# Anyone have experience with Tone Emporium Pickups?



## 1SweetRide (Oct 25, 2016)

Canadian company, based in Ontario. Looking to replace the active SDs on my PRS.

http://www.toneemporium.com/

Looking at these specific pickups: https://www.toneemporium.com/product-page/te-20-custom-59-pro-paf-blem-b-stock-set-nickel


----------



## SG-Rocker (Dec 30, 2007)

Based out of Ottawa, they used to be active but appear to have been selling off stock for the past few years.
General consensus back when I looked into them is that the same company that supplies GFS supplies them.
That said, there's nothing wrong with GFS pickups. I still have a guitar with their Crunchy Pats and I'd put 'em up against JBs any day.


----------



## RBlakeney (Mar 12, 2017)

I’m a big fan of these pickups and not even just for the price. They sound great. 
I made my dad a guitar that has the pafs and they are his favourite pickup he has used. 
That being said it looks like they have moved from braided wire to 4 wire which I don’t like.


----------



## vadsy (Dec 2, 2010)

I tried a set of these in a Tele. The construction looked good, better than the MIM stock pickups but I wasn't expecting miracles for 30 bucks. Probably disliked them more than any other pickup I have ever had, gave them to a friend for his birthday so I could continue to sound better than him.


----------



## RBlakeney (Mar 12, 2017)

vadsy said:


> I tried a set of these in a Tele. The construction looked good, better than the MIM stock pickups but I wasn't expecting miracles for 30 bucks. Probably disliked them more than any other pickup I have ever had, gave them to a friend for his birthday so I could continue to sound better than him.


I have a set of these in my tele and it sounds great. Wonder if it’s a case of consistency perhaps with them? Or different model tele pickups. Or tastes.

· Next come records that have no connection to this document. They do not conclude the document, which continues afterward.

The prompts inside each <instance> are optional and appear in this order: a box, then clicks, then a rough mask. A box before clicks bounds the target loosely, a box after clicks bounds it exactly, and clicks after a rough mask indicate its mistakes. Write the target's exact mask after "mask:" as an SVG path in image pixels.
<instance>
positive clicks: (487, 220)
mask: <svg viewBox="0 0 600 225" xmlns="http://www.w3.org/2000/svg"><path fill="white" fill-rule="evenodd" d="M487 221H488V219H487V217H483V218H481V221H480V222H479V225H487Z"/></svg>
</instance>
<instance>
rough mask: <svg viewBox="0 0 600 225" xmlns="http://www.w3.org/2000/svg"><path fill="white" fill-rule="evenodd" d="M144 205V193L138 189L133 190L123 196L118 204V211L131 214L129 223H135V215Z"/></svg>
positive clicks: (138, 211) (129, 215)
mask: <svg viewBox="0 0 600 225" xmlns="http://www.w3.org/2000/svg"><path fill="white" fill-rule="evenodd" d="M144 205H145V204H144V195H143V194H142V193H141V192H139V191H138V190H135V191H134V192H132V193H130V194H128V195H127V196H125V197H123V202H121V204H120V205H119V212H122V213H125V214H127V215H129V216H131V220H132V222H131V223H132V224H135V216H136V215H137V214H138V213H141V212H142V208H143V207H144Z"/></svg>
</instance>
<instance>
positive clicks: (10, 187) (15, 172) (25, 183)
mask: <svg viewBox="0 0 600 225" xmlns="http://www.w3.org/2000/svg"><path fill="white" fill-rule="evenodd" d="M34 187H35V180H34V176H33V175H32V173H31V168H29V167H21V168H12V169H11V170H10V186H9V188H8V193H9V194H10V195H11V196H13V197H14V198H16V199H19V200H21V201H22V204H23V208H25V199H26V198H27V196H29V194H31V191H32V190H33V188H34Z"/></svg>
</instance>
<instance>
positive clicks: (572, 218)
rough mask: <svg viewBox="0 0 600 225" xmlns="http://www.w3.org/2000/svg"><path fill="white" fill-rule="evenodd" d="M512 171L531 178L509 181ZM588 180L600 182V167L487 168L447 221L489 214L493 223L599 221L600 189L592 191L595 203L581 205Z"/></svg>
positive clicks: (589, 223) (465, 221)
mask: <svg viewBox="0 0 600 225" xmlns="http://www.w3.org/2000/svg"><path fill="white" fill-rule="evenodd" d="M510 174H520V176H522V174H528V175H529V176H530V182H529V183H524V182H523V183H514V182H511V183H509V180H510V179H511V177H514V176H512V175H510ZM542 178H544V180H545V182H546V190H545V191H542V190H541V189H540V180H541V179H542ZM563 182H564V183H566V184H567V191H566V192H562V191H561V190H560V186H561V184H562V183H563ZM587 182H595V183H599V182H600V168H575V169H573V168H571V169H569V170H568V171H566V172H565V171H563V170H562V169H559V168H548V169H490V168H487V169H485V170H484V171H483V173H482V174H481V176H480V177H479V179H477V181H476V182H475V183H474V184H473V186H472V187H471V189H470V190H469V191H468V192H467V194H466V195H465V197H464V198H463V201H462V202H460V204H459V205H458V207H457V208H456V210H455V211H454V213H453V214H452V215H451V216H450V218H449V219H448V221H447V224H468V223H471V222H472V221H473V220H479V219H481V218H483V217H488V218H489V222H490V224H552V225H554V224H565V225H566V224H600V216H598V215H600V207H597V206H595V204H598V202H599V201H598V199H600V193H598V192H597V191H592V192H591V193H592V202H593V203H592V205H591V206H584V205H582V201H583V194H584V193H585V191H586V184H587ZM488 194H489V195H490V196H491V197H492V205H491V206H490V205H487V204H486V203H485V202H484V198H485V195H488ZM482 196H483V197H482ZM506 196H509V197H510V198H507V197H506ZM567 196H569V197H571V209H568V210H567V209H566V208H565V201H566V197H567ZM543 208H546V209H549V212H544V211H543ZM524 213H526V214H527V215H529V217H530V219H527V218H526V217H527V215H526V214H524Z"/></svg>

Edit: now I have to get new ones to see what im missing.


----------



## vadsy (Dec 2, 2010)

Possibly. Being Chinese(?) made they could be great or they could be a dumpster fire inside of a Walmart


----------



## Roryfan (Apr 19, 2010)

The owner was great to deal with but I was very underwhelmed by the tone of a set of “65” Strat pickups. I was also disappointed to learn that they’re made in China & repackaged here vs. supporting a local winder.


----------



## 1SweetRide (Oct 25, 2016)

Great feedback. Yeah, I think he's getting out of the business as only some B-stock is left.


----------



## 1SweetRide (Oct 25, 2016)

Ok, which one of you bastards bought the last of set? Went to order and poof, all sold out lol.


----------